Soit 2 colonnes A et B, nous pourrions avoir les valeurs suivantes :

Avec le “incremental sort”, l’optimiseur PostgreSQL va alors classer les données en fonction de la colonne A pour faire des sous ensembles avec les valeurs de B, soit :

25,65 25,77678 25,90
32,89 32,176889 32,7
55,89 55,779

On constatera alors un gain en terme de coût, et en IO car l’optimiseur effectuera des tris ensemblistes sur bien moins de lignes .

PostgreSQL 12

Prenons un exemple avec une jointure entre la table “pgbench_accounts” et “pgbench_branches”.

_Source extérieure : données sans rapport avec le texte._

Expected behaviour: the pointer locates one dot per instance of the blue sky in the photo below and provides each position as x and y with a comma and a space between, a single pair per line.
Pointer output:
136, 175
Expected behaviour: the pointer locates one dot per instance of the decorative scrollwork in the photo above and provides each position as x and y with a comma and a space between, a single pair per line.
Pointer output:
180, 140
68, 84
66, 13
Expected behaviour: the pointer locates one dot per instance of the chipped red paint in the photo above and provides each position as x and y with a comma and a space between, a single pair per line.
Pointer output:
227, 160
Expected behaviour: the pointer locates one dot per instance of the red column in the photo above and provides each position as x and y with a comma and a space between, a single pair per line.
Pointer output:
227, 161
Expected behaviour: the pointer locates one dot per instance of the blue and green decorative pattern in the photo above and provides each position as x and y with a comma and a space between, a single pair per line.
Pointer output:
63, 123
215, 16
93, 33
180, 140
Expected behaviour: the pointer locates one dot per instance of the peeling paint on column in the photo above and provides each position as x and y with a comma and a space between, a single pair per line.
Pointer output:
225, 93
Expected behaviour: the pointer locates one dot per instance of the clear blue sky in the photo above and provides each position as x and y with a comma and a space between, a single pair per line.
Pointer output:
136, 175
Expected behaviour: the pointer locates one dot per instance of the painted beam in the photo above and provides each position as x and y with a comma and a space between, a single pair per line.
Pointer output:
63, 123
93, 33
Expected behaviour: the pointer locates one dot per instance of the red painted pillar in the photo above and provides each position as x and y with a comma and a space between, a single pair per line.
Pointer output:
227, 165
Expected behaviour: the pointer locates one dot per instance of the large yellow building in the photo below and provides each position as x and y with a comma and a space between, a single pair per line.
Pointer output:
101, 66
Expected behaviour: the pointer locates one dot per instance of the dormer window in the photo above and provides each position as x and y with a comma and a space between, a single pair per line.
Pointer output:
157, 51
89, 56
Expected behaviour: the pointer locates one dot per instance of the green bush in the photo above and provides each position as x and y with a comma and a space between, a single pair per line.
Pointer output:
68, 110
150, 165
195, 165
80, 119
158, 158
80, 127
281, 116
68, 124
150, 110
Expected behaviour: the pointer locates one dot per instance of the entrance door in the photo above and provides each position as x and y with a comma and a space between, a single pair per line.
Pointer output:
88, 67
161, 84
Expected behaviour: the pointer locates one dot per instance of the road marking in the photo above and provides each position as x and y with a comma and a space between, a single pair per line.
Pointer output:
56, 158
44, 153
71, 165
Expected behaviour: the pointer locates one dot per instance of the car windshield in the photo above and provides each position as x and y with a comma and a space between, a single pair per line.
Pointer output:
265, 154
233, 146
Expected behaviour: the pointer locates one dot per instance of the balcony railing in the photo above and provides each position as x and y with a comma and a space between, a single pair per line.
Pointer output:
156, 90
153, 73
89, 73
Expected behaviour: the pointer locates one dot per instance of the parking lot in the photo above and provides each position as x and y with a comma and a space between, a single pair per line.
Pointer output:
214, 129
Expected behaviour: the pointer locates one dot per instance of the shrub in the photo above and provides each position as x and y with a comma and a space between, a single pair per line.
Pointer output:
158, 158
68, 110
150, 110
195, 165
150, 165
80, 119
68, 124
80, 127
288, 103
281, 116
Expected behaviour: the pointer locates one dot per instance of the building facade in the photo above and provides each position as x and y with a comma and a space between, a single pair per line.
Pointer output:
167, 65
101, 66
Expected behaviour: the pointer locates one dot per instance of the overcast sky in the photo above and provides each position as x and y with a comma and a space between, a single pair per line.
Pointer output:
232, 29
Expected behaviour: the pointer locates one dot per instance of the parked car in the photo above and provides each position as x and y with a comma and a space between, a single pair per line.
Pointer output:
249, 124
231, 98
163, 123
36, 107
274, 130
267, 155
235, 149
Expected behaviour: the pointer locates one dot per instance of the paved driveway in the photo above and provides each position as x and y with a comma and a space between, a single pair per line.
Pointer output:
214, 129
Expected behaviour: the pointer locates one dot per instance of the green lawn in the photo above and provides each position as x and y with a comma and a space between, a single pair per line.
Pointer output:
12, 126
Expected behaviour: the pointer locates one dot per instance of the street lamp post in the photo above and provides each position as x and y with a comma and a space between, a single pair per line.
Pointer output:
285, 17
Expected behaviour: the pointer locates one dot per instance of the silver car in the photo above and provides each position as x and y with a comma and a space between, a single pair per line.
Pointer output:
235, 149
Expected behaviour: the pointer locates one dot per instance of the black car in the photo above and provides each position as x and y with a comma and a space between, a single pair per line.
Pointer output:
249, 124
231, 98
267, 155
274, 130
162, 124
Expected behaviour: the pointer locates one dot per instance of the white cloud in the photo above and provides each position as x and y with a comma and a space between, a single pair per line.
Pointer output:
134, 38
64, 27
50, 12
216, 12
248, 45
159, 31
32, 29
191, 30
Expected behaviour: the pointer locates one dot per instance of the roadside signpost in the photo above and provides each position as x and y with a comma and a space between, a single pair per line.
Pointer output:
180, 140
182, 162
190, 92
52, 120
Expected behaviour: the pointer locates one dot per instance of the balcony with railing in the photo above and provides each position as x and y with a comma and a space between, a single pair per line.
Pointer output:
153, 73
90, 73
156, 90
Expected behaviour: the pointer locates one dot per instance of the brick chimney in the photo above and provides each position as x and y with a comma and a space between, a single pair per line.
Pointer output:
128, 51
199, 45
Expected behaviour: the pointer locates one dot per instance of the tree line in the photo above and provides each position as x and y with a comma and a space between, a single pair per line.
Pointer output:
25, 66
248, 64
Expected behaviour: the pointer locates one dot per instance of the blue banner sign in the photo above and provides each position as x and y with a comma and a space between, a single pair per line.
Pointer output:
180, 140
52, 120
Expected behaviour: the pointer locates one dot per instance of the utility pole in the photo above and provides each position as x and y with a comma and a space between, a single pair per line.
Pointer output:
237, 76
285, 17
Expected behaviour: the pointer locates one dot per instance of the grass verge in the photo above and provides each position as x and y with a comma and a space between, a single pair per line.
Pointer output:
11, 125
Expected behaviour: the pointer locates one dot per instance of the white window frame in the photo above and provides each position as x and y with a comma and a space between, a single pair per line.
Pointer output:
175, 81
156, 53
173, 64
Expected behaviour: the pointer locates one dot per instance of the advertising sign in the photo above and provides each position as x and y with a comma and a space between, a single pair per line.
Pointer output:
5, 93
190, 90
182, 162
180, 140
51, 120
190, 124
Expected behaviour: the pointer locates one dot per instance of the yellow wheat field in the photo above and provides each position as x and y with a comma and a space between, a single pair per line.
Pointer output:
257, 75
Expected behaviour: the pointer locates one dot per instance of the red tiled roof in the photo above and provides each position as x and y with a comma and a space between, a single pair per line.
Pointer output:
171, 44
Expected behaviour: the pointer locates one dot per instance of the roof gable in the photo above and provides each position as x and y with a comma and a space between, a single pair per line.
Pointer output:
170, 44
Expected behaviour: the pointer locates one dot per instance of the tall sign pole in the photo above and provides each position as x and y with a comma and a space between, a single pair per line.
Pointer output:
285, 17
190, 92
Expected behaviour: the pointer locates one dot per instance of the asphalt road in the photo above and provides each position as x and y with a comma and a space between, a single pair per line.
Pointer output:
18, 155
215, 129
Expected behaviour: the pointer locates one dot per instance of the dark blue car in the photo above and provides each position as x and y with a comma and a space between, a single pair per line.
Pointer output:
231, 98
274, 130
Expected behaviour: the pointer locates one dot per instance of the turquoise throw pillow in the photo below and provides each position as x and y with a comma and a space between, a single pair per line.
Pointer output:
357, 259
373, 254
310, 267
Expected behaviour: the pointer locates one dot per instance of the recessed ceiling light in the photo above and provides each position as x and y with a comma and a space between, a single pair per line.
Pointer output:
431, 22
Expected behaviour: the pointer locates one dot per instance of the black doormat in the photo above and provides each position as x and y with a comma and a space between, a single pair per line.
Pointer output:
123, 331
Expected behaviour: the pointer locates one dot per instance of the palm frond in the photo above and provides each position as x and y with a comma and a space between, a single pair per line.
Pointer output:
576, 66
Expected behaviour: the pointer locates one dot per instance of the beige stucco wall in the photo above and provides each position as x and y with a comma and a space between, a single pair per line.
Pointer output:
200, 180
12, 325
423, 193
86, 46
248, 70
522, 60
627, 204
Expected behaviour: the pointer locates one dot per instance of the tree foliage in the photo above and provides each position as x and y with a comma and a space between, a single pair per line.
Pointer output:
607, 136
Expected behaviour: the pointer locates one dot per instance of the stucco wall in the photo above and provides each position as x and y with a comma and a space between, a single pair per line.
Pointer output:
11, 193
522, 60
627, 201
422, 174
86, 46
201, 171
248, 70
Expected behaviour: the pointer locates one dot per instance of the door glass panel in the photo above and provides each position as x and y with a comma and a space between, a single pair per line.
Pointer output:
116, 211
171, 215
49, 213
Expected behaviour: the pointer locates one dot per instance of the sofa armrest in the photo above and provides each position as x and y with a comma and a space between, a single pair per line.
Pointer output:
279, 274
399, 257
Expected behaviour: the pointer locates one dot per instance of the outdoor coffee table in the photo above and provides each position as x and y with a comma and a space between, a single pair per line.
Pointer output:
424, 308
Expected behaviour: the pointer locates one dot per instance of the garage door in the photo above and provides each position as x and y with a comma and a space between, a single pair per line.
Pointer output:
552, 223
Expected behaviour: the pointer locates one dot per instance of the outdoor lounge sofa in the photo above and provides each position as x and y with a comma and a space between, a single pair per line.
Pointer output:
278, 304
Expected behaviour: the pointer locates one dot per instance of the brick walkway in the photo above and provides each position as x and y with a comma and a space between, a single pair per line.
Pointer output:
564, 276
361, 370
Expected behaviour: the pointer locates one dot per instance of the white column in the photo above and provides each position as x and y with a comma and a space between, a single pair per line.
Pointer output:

manuelo=# select a.aid, b.bid, a.abalance from pgbench_accounts a,pgbench_branches b 
where a.bid=b.bid order by a.aid desc,b.bid desc fetch first 10 rows only;
aid | bid | abalance
---------+-----+----------
1000000 | 10 | 0
999999 | 10 | 0
999998 | 10 | 0
999997 | 10 | 0
999996 | 10 | 0
999995 | 10 | 0
999994 | 10 | 0
999993 | 10 | 0
999992 | 10 | 0
999991 | 10 | 0
(10 rows)

Time: 429.901 ms

400ms pour l’exécution de cette requête. Regardons le plan.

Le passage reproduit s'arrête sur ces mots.